What’s Up With the Ending?

There are multiple plausible "endings" to The Black Prince, so our final parting from the story is almost as long as what Peter Jackson gives us in The Return of the King. There's the ending that comes at the conclusion of Bradley Pearson's narrative, "The Black Prince," and then there's the ending that follows when Bradley puts the final cap on his story in the postscript that follows the text. On top of all that, there's the postscript by P. Loxias, which is the section that formally closes the book.

Shmoop is going to make things simple by treating the very end of P. Loxias's postscript as the very end of the book. After all, as Loxias himself tells us in his foreword to Bradley Pearson's story: "I have reserved for myself the last word of all, the final assessment or summing up" (Editor's Foreword: par. 3). Loxias obviously places high importance on having the last word, so we'll do him the credit of honoring his wishes.

After all, Shmoop isn't about to anger a god, or someone who may be a god.

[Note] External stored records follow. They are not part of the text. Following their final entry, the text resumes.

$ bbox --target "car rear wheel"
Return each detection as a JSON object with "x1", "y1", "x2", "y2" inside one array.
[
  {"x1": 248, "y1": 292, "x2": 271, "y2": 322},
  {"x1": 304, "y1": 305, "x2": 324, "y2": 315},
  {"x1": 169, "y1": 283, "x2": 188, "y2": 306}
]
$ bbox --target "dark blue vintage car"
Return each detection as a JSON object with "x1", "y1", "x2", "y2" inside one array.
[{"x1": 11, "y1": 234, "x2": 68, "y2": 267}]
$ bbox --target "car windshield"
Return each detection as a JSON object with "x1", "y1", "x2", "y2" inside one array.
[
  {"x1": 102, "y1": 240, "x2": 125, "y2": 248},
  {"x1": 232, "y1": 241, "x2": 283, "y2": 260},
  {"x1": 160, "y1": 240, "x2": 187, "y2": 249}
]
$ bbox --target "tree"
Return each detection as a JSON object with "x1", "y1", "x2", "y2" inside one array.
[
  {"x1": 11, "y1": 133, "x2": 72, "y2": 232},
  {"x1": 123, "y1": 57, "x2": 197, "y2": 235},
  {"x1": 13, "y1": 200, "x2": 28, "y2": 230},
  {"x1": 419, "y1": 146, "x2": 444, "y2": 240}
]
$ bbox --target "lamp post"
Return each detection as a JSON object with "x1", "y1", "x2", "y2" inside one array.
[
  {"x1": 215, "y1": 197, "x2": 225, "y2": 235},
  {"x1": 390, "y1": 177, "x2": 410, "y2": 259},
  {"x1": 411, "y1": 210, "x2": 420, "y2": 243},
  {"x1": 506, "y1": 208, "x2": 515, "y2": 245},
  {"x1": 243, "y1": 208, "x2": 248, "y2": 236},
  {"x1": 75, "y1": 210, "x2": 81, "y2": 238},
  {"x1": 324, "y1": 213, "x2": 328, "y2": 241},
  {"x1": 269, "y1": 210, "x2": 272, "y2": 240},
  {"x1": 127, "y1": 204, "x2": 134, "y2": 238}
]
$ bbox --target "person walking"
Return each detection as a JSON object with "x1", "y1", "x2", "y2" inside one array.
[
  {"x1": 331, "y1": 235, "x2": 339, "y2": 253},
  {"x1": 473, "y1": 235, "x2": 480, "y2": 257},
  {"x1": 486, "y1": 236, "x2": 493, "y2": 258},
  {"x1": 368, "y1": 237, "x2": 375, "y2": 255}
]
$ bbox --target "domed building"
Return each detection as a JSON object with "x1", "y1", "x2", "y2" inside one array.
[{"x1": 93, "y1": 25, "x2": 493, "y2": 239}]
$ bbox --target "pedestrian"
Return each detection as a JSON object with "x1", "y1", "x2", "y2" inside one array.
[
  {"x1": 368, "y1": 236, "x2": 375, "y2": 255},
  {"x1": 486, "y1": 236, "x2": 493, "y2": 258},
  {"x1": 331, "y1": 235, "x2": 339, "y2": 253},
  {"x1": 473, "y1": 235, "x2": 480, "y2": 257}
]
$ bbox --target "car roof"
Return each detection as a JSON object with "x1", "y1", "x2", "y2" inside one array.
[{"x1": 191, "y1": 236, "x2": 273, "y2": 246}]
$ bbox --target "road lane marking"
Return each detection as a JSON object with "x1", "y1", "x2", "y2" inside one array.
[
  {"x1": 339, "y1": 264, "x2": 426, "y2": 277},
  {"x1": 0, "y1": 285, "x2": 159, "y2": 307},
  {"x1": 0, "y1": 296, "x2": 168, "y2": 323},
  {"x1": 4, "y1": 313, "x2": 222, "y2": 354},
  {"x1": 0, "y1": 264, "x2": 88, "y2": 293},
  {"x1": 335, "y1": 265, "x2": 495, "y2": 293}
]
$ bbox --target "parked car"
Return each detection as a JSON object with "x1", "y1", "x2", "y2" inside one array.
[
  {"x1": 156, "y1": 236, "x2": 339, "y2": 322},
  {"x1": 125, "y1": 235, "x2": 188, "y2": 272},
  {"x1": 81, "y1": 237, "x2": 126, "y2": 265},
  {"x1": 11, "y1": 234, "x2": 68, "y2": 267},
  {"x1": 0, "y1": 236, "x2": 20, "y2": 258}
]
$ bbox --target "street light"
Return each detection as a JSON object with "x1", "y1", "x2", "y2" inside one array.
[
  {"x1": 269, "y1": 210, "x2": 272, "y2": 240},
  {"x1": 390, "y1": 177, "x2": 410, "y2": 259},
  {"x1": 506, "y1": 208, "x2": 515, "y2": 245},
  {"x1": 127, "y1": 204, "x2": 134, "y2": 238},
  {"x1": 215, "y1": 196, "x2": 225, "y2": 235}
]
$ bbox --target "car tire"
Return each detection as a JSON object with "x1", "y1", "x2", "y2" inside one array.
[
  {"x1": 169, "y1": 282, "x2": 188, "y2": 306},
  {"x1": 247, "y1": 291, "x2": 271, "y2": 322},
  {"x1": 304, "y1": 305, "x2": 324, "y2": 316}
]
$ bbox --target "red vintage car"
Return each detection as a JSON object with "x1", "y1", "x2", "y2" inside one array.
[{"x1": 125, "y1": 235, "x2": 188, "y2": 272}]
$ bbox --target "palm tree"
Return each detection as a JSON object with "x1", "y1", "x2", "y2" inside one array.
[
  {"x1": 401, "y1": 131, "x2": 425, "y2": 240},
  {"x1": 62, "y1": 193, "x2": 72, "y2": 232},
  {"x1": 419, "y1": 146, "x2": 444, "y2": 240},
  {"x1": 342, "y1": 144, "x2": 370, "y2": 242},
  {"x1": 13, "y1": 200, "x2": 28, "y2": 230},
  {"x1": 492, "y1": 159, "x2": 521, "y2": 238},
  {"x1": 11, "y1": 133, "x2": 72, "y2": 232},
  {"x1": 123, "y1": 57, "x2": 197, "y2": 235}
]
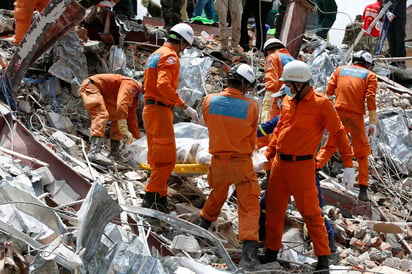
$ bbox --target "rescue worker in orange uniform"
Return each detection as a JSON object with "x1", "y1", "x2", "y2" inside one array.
[
  {"x1": 79, "y1": 73, "x2": 143, "y2": 166},
  {"x1": 260, "y1": 60, "x2": 355, "y2": 273},
  {"x1": 142, "y1": 23, "x2": 199, "y2": 212},
  {"x1": 258, "y1": 38, "x2": 295, "y2": 184},
  {"x1": 261, "y1": 38, "x2": 295, "y2": 122},
  {"x1": 14, "y1": 0, "x2": 49, "y2": 45},
  {"x1": 316, "y1": 50, "x2": 378, "y2": 201},
  {"x1": 199, "y1": 64, "x2": 260, "y2": 270}
]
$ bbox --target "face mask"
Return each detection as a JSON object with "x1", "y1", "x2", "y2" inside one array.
[
  {"x1": 285, "y1": 86, "x2": 296, "y2": 98},
  {"x1": 277, "y1": 98, "x2": 283, "y2": 109}
]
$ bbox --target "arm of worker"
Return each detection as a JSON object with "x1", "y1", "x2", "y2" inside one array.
[
  {"x1": 265, "y1": 116, "x2": 282, "y2": 161},
  {"x1": 325, "y1": 67, "x2": 341, "y2": 96},
  {"x1": 366, "y1": 72, "x2": 378, "y2": 137},
  {"x1": 156, "y1": 54, "x2": 184, "y2": 107},
  {"x1": 257, "y1": 115, "x2": 279, "y2": 137}
]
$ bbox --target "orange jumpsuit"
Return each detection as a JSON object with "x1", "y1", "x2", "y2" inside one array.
[
  {"x1": 200, "y1": 87, "x2": 260, "y2": 241},
  {"x1": 80, "y1": 74, "x2": 142, "y2": 141},
  {"x1": 143, "y1": 43, "x2": 184, "y2": 196},
  {"x1": 14, "y1": 0, "x2": 49, "y2": 45},
  {"x1": 265, "y1": 88, "x2": 352, "y2": 256},
  {"x1": 258, "y1": 48, "x2": 295, "y2": 170},
  {"x1": 317, "y1": 65, "x2": 378, "y2": 186}
]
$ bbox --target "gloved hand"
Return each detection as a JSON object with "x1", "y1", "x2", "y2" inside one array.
[
  {"x1": 385, "y1": 11, "x2": 396, "y2": 22},
  {"x1": 263, "y1": 147, "x2": 276, "y2": 160},
  {"x1": 183, "y1": 106, "x2": 200, "y2": 124},
  {"x1": 253, "y1": 152, "x2": 268, "y2": 172},
  {"x1": 141, "y1": 0, "x2": 150, "y2": 8},
  {"x1": 368, "y1": 124, "x2": 376, "y2": 137},
  {"x1": 117, "y1": 119, "x2": 133, "y2": 144},
  {"x1": 342, "y1": 167, "x2": 355, "y2": 190}
]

So, anyway, how does P. Loxias draw The Black Prince to a close? By doing two things:

  • commenting (vaguely) on his true identity;
  • offering final remarks on the nature and value of art.

Loxias's final paragraph gives us the final clues we need to understand that he's either the god Apollo incarnate or, depending on your point of view, a person who either believes that he's Apollo or is pretending to be Apollo for some strange reason of his own. Loxias's final words are certainly in keeping with what a god might say about one of the things associated with his name:

Here upon the desk as I write these words stands the little bronze of the buffalo lady. (The buffalo's leg has been repaired.) Also a gilt snuff box inscribed A Friend's Gift. And Bradley Pearson's story, which I made him tell, remains too, a kind of thing more durable than these. Art is not cosy and it is not mocked. Art tells the only truth that ultimately matters. It is the light by which human things can be mended. And after art there is, let me assure you all, nothing. (Editor's Postscript: par. 11)

Are these great and terrible words from a great and terrible godhead, or are they the self-serving delusions of a lunatic or liar?

We'll leave that one for you to decide.